Rendell fired Luton to the biggest shock of the fourth round last month when he scored the winner for the conference side against Barclays Premier League outfit Norwich at Carrow Road.
Victory for Luton will make them the first non-league team to reach the quarter-final of the world's most famous cup competition in 99 years.
Rendell did his best to insist Luton were not thinking past the game, but he could not help but let his mind wander when asked about the prospect of a potential quarter-final meeting with Manchester United, the team who the striker has supported all his life.
"I am a United fan so I'd love to play them in the next round," Rendell said.

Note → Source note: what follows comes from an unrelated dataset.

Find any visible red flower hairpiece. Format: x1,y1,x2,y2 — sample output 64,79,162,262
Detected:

"If we do get past Millwall then I will be sitting on the edge of my seat to see if we draw United. My favourite memory of the FA Cup growing up was watching that Ryan Giggs semi-final goal against Arsenal. It was just a fantastic moment and it just gave me hope as a kid to emulate him and do something similar."

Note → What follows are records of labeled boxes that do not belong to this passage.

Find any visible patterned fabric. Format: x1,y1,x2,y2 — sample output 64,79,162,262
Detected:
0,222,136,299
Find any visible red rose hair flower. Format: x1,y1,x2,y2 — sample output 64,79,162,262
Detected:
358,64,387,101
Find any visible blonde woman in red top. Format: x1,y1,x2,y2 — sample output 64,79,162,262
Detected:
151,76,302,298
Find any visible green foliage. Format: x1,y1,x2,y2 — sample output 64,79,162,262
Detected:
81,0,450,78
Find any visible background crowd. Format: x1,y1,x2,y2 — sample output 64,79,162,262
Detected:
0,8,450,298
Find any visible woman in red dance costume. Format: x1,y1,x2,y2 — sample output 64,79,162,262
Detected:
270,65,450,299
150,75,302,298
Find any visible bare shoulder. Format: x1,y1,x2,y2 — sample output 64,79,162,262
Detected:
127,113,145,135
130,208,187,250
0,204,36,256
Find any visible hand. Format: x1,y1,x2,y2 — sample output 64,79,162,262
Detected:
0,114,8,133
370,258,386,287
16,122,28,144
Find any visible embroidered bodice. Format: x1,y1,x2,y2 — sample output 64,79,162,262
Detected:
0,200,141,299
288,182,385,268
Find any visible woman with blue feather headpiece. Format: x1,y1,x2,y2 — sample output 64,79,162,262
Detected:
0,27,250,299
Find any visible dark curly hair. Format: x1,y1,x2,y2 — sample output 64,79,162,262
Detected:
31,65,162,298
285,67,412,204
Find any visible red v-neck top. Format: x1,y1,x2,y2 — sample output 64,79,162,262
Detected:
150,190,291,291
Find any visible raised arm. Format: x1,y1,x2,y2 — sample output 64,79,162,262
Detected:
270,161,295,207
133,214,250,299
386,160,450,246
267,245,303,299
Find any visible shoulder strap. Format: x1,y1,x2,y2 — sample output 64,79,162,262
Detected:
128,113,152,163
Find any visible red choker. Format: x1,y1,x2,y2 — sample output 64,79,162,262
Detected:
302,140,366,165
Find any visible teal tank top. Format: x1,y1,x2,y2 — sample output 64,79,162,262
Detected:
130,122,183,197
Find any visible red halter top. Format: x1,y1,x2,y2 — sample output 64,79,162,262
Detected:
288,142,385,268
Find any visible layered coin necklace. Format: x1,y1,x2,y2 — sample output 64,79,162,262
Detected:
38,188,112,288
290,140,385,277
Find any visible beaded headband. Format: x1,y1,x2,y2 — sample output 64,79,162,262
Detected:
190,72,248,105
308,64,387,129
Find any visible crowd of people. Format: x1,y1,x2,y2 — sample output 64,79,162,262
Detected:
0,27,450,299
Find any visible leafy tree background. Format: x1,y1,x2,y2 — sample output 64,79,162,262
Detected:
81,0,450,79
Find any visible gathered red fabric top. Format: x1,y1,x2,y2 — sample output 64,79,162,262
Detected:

There is no reason to suggest that should Luton, finalists in 1959, can not reach a Wembley semi-final if they beat an out-of-sorts Millwall and get a favourable draw in the last eight.
After all, shocks have become the norm in domestic cup competitions this year. Norwich, Liverpool, Aston Villa and Tottenham have all bowed out of the FA Cup to lower league opposition, but the biggest giant-killings have come in the Capital One Cup courtesy of npower League Two side Bradford.

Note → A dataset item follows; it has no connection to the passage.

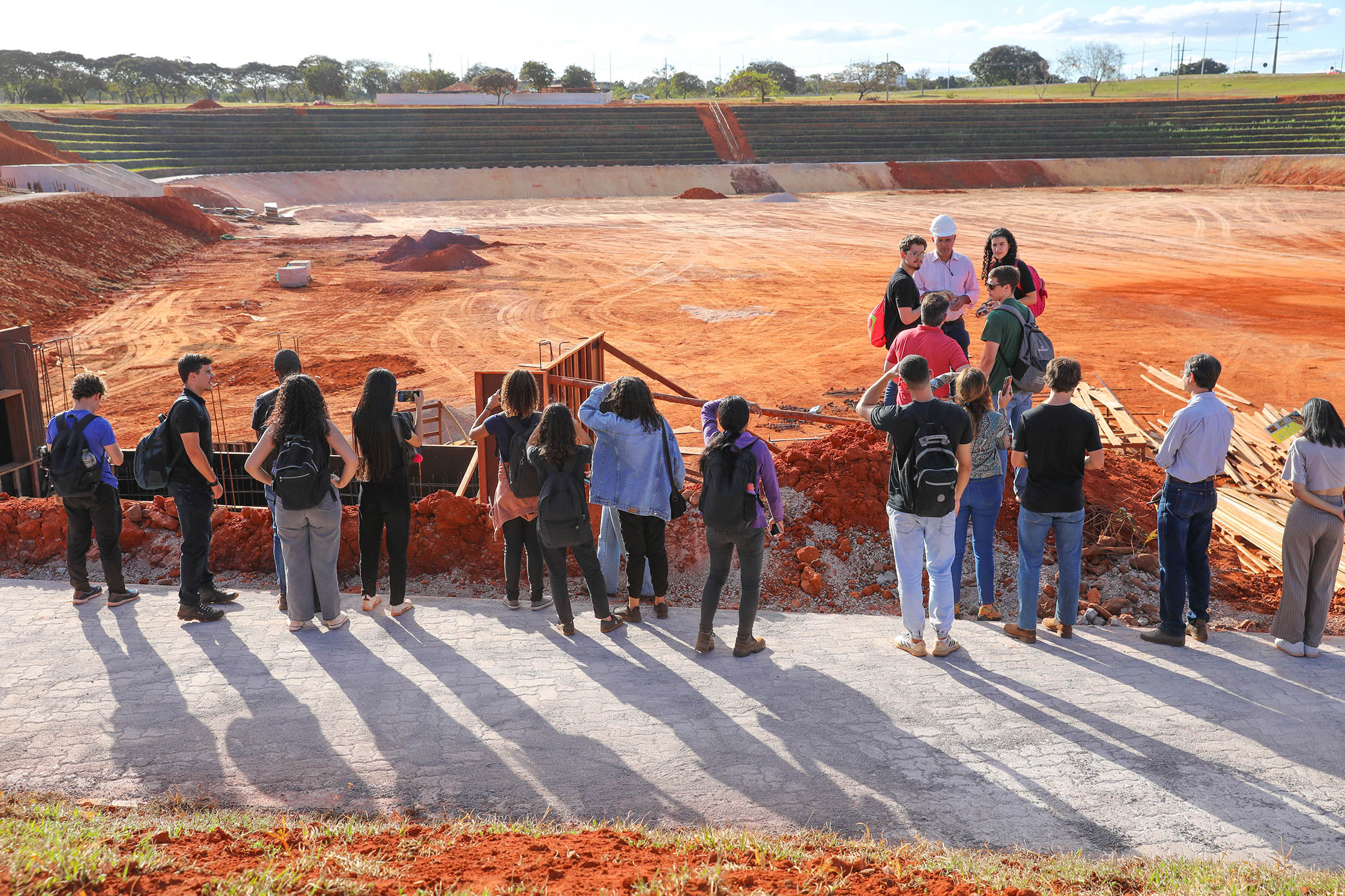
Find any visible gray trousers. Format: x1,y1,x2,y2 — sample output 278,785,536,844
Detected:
276,490,340,622
1270,495,1345,648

Rendell admits the Yorkshire club's exploits in the League Cup, where they knocked out Arsenal and Aston Villa, mean the game against a team sitting 67 places below them in the league suddenly becomes less daunting.
"They are an inspiration to us," the 26-year-old added.
"Look at the teams they have beaten. They went and beat Aston Villa over two legs. It proves that it can be done.
"It showed you can beat anyone on your day like we did against Norwich. "We weren't massively outclassed against Norwich so the boys have nothing to fear against Millwall.
"There is definitely a feeling in the squad that we can pull off another shock. We have beaten Wolves at home, we beat Norwich away so why can't we beat Millwall here?"
Rendell admits his life has changed since he stabbed the ball past Declan Rudd to give the Hatters their famous win in Norfolk three weeks ago.
The grounded striker is reluctant to hog the limelight, however, preferring instead to lavish praise on manager Paul Buckle, whose position has come in to question in recent weeks after his team slipped to seventh in the Blue Square Bet Premier.
The striker says Buckle, who had previous spells as manager of Torquay and Bristol Rovers, has made him feel like he belongs at Luton following a nomadic eight-and-a-half year career that has seen him play for a staggering 14 clubs.
"If you don't win a game here you are going get questioned, everyone knows that," Rendell said.
"But he has been great, the boys obviously understand where he is coming from. I think he is taking us in the right direction. The results in the league haven't been anywhere near good enough in the league recently, but hopefully that's a blip. "It definitely feels like home here for me now."
Bedfordshire Police warned fans without tickets not to travel to the game.
The authorities are keen to avoid a re-run of the rioting which erupted following the last meetings between the two clubs in 1985 when 47 people were injured, 33 of them policemen.